For prelims and Mains: Maternal spindle transfer (MST)- features, significance, ethical and other issues involved.


Context: Fertility doctors in Greece and Spain say they have produced a baby from three people in order to overcome a woman’s infertility. Some experts in the UK say the procedure raises ethical questions and should not have taken place.



The experimental form of IVF uses an egg from the mother, sperm from the father, and another egg from a donor woman. It was developed to help families affected by deadly mitochondrial diseases which are passed down from mother to baby.

The technique was used in Mexico in 2016 to produce a baby for a family with mitochondrial disease complications. It was also used in Ukraine in 2017 to produce a baby for a 34-year-old Ukrainian mother suffering from “unexplained infertility.”


How was it done?

The team used a technique called maternal spindle transfer (MST).

All cells have mitochondria, which are like power packs for the cells and create the energy that keeps cells alive. While a child’s DNA is a mixture from both the mother and father, mitochondria are separate “packages of genetics” that come solely from the mother.

Some people have a mitochondrial disease — a problem with the genetics in their mitochondria — which can lead to severe, life-threatening conditions, although this is rare.

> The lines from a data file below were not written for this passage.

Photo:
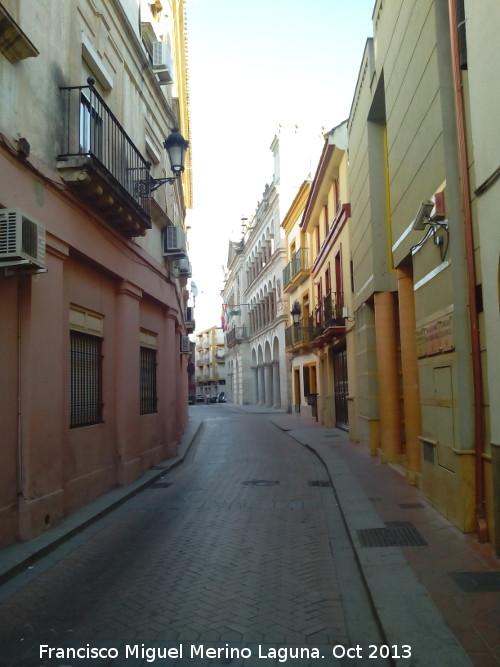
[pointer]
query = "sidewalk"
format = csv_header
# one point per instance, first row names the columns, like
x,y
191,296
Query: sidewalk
x,y
19,556
421,591
419,594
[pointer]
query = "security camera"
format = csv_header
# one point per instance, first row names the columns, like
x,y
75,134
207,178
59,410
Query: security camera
x,y
423,215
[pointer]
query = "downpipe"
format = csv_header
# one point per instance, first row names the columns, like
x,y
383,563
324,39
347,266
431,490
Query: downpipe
x,y
482,525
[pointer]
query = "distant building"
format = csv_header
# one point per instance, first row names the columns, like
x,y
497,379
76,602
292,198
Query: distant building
x,y
93,261
256,307
210,365
319,337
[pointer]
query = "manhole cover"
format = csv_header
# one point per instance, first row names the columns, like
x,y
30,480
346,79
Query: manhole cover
x,y
261,482
320,482
395,534
477,582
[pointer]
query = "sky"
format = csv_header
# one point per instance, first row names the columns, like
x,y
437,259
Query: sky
x,y
253,65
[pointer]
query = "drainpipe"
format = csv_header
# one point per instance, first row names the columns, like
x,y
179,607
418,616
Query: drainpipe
x,y
482,526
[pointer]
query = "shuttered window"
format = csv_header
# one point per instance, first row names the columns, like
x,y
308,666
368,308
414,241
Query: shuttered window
x,y
85,380
148,381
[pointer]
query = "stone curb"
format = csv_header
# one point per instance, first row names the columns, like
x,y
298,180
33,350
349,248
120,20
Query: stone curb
x,y
19,556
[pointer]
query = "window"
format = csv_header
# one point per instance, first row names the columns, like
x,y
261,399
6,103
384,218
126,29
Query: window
x,y
148,396
90,128
86,379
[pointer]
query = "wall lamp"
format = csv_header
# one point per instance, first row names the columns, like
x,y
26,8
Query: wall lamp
x,y
435,222
296,313
176,147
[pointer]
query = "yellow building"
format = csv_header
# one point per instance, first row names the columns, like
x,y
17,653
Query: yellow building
x,y
317,279
210,362
416,270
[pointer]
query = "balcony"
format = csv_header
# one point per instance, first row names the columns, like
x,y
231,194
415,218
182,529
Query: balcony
x,y
101,164
297,270
189,319
328,320
236,335
298,335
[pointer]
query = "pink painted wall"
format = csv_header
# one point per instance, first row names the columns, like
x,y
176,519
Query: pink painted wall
x,y
53,468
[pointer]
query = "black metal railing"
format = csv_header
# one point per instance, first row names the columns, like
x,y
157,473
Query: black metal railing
x,y
300,333
92,130
328,315
235,335
333,304
298,263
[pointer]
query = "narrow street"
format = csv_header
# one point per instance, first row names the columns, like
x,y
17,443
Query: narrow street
x,y
241,548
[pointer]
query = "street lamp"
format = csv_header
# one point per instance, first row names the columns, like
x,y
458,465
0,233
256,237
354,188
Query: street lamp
x,y
176,147
295,313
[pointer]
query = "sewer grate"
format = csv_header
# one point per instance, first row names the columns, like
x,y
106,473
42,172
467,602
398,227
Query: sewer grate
x,y
261,482
477,582
395,534
320,482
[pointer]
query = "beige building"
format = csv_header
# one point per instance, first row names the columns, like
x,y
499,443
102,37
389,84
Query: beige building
x,y
210,363
317,279
481,95
417,292
93,344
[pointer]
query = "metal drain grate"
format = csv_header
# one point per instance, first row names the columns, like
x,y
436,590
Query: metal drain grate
x,y
395,534
261,482
320,482
477,582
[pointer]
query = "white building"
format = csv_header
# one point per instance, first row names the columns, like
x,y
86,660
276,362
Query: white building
x,y
256,308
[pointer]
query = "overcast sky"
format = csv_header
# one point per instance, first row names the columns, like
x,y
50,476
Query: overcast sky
x,y
254,64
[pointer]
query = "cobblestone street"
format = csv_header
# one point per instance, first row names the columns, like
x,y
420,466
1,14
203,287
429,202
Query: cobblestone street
x,y
242,545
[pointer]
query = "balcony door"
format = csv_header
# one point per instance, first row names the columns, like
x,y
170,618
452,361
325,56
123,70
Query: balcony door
x,y
341,388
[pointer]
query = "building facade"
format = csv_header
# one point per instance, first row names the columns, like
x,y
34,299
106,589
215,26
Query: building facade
x,y
257,306
92,252
325,301
417,267
210,365
476,77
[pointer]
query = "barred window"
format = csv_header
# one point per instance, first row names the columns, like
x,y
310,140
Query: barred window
x,y
148,381
86,379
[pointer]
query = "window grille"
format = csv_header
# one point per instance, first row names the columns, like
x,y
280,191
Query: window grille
x,y
86,379
148,381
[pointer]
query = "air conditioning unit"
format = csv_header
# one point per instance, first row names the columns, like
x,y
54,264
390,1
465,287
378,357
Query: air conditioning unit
x,y
162,62
22,241
184,268
174,243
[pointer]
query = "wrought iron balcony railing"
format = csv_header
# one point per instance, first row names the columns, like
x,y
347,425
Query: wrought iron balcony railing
x,y
333,304
298,263
328,315
298,334
94,138
236,335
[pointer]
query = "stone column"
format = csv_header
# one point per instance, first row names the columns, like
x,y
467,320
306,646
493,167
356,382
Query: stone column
x,y
409,364
261,385
255,385
276,384
388,378
268,387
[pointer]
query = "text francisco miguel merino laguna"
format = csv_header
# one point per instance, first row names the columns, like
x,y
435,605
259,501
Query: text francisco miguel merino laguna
x,y
193,651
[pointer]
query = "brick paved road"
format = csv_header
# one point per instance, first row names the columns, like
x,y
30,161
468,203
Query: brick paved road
x,y
233,547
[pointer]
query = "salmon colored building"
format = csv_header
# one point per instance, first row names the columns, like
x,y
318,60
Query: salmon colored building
x,y
93,344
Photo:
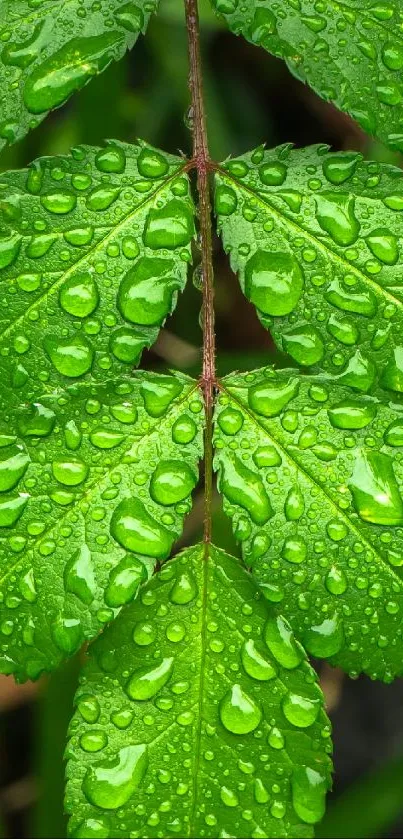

One treatment for a woman who might have one of these diseases is to replace the mitochondria in her eggs via IVF. This can be done via a process like the one used in Greece where the DNA is taken out of the woman’s egg and put into a donor woman’s egg once the DNA has been stripped from it, which is then fertilised with sperm to create an embryo.


Is it ethical?

With this, a woman’s inalienable right to become a mother with her own genetic material became a reality. However, some experts say the technique raises ethical questions and should be banned in cases not involving disease. The risks of the technique aren’t entirely known, though may be considered acceptable if being used to treat mitochondrial disease.


The structure of a cell:

  1. Nucleus: Where the majority of our DNA is held – this determines how we look and our personality.
  2. Mitochondria: Often described as the cell’s factories, these create the energy to make the cell function.
  3. Cytoplasm: The jelly like substance that contains the nucleus and mitochondria.